While trade wars and Brexit keep the politicians busy, central bankers are concentrating on the economy in the run-up to crucial interest rate decisions. This week the European Central Bank meets, next week it’s the turn of the Federal Reserve and the following week it’s the Bank of England. And they will all have a laser focus on growth and inflation. 

Core inflation - a less volatile measure than headline inflation that strips out food and energy costs - has been on the rise since 2015. In the aftermath of the global financial crisis, there was plenty of spare capacity in the economy and inflation was muted as a result. In recent years, that capacity has shrunk. Employment is nearing its full level, leading to wage pressures. The story in the UK is slightly different because it’s the currency, which depreciated following the Brexit referendum, that has largely driven inflation.
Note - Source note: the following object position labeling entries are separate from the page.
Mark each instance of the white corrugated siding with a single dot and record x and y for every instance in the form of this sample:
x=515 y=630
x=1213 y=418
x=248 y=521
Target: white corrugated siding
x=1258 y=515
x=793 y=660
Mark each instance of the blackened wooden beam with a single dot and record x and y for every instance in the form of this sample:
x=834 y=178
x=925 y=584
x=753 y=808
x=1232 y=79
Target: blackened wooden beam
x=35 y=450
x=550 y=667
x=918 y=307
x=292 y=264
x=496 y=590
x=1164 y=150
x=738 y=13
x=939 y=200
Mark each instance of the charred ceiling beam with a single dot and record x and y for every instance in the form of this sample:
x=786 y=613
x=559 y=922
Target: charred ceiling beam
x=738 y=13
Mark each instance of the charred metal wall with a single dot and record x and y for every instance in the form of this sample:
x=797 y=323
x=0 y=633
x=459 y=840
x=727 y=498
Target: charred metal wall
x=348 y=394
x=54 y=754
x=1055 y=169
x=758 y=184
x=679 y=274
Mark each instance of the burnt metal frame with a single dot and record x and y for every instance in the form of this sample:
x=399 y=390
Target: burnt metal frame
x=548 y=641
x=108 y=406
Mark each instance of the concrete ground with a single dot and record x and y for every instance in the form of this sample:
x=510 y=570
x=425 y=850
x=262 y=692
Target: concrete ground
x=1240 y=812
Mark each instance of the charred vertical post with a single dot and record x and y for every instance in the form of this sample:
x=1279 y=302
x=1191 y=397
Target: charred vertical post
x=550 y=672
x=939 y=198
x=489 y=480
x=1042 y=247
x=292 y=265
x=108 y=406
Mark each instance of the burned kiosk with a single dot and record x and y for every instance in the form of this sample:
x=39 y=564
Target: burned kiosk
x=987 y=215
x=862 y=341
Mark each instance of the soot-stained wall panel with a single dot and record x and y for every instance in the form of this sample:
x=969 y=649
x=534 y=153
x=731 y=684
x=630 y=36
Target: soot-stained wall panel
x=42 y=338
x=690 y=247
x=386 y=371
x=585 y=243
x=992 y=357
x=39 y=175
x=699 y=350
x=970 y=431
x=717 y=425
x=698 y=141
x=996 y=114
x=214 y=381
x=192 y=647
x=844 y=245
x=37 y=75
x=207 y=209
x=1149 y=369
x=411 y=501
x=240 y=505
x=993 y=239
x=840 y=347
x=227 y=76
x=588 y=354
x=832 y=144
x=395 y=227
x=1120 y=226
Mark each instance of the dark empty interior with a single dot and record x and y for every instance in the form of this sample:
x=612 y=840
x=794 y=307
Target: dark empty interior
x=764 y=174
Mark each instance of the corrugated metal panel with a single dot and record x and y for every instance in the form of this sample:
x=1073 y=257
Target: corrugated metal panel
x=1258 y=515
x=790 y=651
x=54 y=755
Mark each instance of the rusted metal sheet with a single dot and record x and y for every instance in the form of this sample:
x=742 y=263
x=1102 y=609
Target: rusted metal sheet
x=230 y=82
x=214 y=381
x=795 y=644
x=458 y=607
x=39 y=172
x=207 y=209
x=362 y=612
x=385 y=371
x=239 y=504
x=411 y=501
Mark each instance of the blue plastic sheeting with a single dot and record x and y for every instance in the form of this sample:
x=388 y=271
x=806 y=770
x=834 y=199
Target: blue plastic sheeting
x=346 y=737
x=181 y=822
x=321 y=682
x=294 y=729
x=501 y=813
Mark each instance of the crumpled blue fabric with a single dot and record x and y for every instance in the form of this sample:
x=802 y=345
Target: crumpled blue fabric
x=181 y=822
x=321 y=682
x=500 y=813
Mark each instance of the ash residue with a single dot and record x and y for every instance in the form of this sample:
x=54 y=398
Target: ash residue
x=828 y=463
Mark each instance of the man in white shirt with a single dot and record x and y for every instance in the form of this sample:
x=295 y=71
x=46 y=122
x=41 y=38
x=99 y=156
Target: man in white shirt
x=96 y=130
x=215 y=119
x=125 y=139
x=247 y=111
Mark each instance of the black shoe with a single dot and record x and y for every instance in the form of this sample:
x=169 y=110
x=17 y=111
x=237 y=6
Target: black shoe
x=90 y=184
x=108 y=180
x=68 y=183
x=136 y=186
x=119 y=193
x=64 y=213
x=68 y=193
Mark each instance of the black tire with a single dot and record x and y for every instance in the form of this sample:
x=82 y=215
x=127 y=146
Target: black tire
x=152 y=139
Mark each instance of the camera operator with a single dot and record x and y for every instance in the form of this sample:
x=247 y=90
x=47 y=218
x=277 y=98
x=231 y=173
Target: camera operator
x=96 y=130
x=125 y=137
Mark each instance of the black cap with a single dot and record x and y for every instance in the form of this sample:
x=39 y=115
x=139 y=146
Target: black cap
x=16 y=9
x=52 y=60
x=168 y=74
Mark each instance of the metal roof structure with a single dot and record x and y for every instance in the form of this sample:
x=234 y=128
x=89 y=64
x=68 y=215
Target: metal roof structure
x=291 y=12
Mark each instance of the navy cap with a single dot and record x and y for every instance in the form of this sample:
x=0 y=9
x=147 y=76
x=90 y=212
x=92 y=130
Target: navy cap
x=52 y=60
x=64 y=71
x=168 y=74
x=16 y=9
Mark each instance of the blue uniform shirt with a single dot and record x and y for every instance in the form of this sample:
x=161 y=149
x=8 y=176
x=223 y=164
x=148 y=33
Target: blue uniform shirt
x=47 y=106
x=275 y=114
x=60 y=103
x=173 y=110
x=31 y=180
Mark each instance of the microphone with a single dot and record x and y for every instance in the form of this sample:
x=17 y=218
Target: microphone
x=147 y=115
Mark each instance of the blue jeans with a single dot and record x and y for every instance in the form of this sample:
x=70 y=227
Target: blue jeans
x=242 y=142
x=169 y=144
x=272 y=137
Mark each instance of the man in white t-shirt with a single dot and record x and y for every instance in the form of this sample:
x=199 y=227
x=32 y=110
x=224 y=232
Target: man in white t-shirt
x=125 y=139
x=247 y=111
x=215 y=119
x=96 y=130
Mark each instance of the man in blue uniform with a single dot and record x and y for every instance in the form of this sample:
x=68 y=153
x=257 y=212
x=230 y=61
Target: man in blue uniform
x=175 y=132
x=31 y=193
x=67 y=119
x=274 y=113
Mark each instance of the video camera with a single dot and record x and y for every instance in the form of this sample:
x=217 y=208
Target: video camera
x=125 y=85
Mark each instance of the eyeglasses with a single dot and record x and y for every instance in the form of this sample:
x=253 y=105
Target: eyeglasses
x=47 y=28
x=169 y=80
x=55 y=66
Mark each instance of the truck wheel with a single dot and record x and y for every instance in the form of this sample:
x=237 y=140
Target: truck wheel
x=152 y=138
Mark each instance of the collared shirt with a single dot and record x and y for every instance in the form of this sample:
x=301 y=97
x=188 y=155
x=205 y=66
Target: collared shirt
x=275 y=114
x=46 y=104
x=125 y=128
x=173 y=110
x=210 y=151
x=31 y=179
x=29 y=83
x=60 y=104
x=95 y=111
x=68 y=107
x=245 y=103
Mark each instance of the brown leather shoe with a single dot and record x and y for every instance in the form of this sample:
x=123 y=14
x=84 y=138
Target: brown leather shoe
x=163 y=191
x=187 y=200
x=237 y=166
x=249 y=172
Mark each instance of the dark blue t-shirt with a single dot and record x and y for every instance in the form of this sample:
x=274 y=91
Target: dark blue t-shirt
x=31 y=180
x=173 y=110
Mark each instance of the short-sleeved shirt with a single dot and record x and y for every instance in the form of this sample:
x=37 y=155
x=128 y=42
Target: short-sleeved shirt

We expect global growth to recover in 2020, mainly driven by easier monetary conditions, although the recovery will be subdued. Bond yields have fallen as central banks in the US, Europe and emerging markets undertake synchronised easing and, in some cases, asset purchases, stimulating the economy. China also has supportive fiscal and monetary policies. In the UK, prices should rise due to imported inflation via a still weak currency and mounting wage pressures. But the growth outlook has yet to improve significantly and may struggle to do so until there is much greater certainty around the UK’s long-term relationship with the EU.

From an investment standpoint, markets may have too high expectations of UK inflation, especially as the country could adopt a new method of calculating inflation that would systematically bring the rate down. But globally, inflation-linked bonds appear very cheap in a climate of rising inflation, tight labour markets and potential fiscal stimulus.